18.9.03

Place!

ici110903
L'intellect, c'était avant midi. M'en reste plus assez pour savoir quoi penser de ce papier paru dans le ICI de l'autre jeudi. Viens juste de tomber dessus en coulant un bronze. Du coup, me sont revenues mes brèves et fragiles rencontres avec le Bison, et ce que je faisais, et où et avec qui, quand j'ai reçu la nouvelle de sa mort comme une insulte personnelle du Ciel. C'était l'année où j'ai publié Vamp.

C'est drôle, j'ai commencé à lire en bougonnant à cause du sous-titre. Je tiens Michel Lapierre pour un homme brillant, original, engagé mais mesuré, en plus d'être savant comme c'est pas permis.
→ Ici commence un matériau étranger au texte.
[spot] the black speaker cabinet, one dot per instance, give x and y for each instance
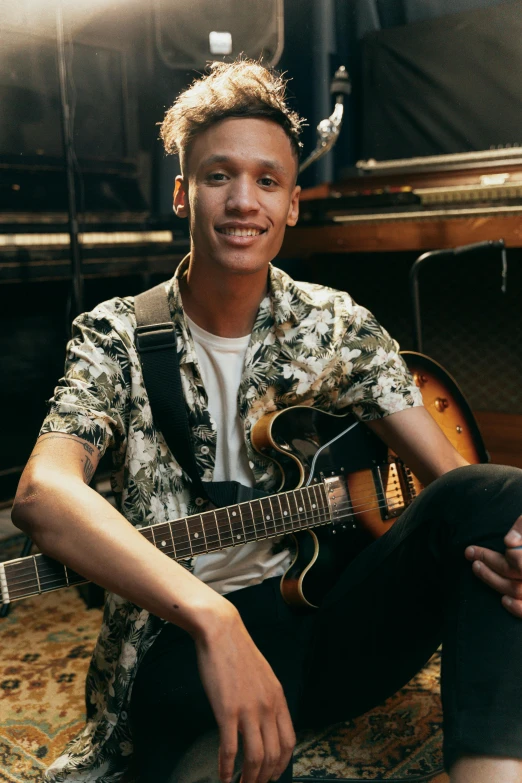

Son Autre histoire du Québec est un admirable, indispensable document. Mais là, je trouvais qu'il y allait fort, avec cet en-tête déguisé en grosse sottise...

Homme de peu de foi, poisson d'avril de moi: à la fin, comme tout le monde, j'avais l'hameçon enfoncé de belle façon jusqu'aux ouïes. Et j'en sors, je crois, un peu bouleversé. Oui, ça ressemble à cela, je crois. Pas sûr. Pas l'habitude. Suis intrigué que personne ne me l'ait signalé, ce papier. Comment craignait-on que je réagisse? De le savoir, ça m'aiderait à me figurer ce que je suis censé ressentir. Pour l'instant, je n'en ai pas la première idée. Peut-on éprouver sans idée? Une émotion sans nom, cela existe-t-il? Faut croire. Il faut. Croire.

La vraie bohème littéraire non plus n'a pas de nom. Pas encore. Dès qu'on s'est fait un nom, c'est déjà plus la même qualité de romantique misère. Et je songe à Kevin, là-bas, aux Catacombes, écrivant des sonnets à la plume d'oie et les lueurs d'un bouquet de bougies qui fondent sur le bureau, Kevin ivre de mots soûl comme un taurillon gypsie défonçant le gypse de l'appart' obscur dans l'odeur des livres et du tabac à pipe et pleurant de grosses larmes nacrées pour un couplet de Ferré. La bohème littéraire, c'est un peu moi sans doute, mais c'est aussi celui-là, et d'autres que je ne connais pas, et d'autres que je connais. C'est surtout une idée, qui se fait cher payer, comme il se doit.